Dating and Preserving the Garima Gospels
Researches initially believed the Garima Gospels dated from around AD 1100. As such, they were not considered as really early examples of illuminated manuscripts. They reasoned that no known earlier manuscripts survived from Ethiopia.
“These illustrations, which include a set of the Evangelists, are evidence of an Aksumite School of painting,” Jacques Mercier, a specialist in Ethiopian art at the Centre National de la Recherche Scientifique in Paris told The Art Newspaper. “Aksum lies in present-day Eritrea and northern Ethiopia. If Mercier’s theory is correct, it sheds new light on the development of early Christian art.”
In 2010, scientists carbon-dated the parchment leaves to between AD 300 and 650. The University of Oxford’s Research Laboratory for Archaeology and the History of Art took a second set of parchment and ran their own tests, confirming the research done in 2010. In November, 2013, the Ethiopian Heritage Fund organized a conference in Oxford on the Garima Gospels, and confirmed that the dates ranged from AD 390 to 570 on the first book of Gospels and AD 530 and 630 for the second book.
Added to the carbon-dating evidence, researchers now argue that the artist used Ge-ez text (local Ethiopian language) to inscribe the text, setting the location as being Ethiopia and not the Middle East. This evidence weighs heavily in proving that these works, now considered the earliest examples of illumination, were actually made in Ethiopia long before the Rabbula Gospels created in Beth Zagba in Syria in AD 586. It also suggests that the Garima Gospels are actually some of the earliest examples of Christian paintings (other than wall paintings.)

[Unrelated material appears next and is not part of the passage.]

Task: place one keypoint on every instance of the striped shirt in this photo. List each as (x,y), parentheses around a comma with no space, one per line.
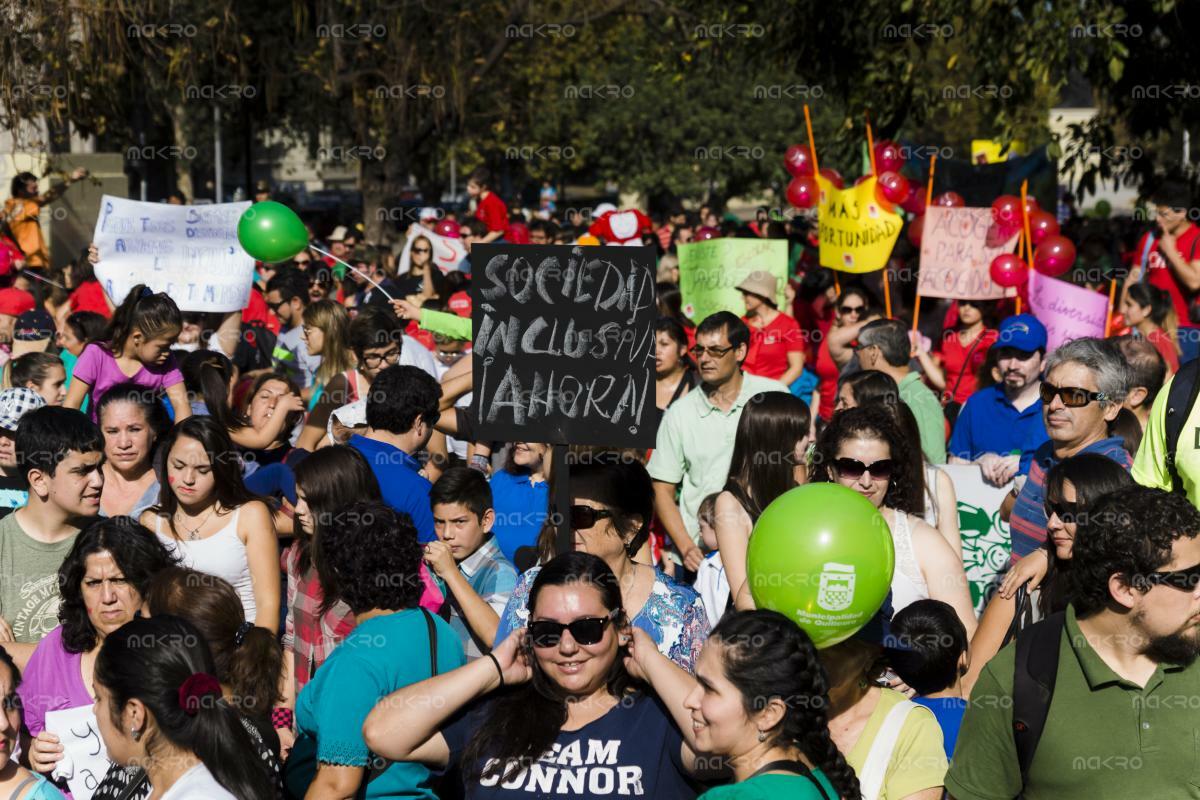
(1029,518)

Christian Manuscripts Through Time
Studying and dating art, including Christian and other religious works of art as well as secular art, is in a constant state of change as new techniques become available to more accurately pinpoint the date of a work. This recent discovery of the actual time period when artists created the Garima Gospels changes how the art world perceives and interprets the development of art, both Christian and other art, in the western world, for it is the artistic styles from the Middle East that first strongly influenced western art.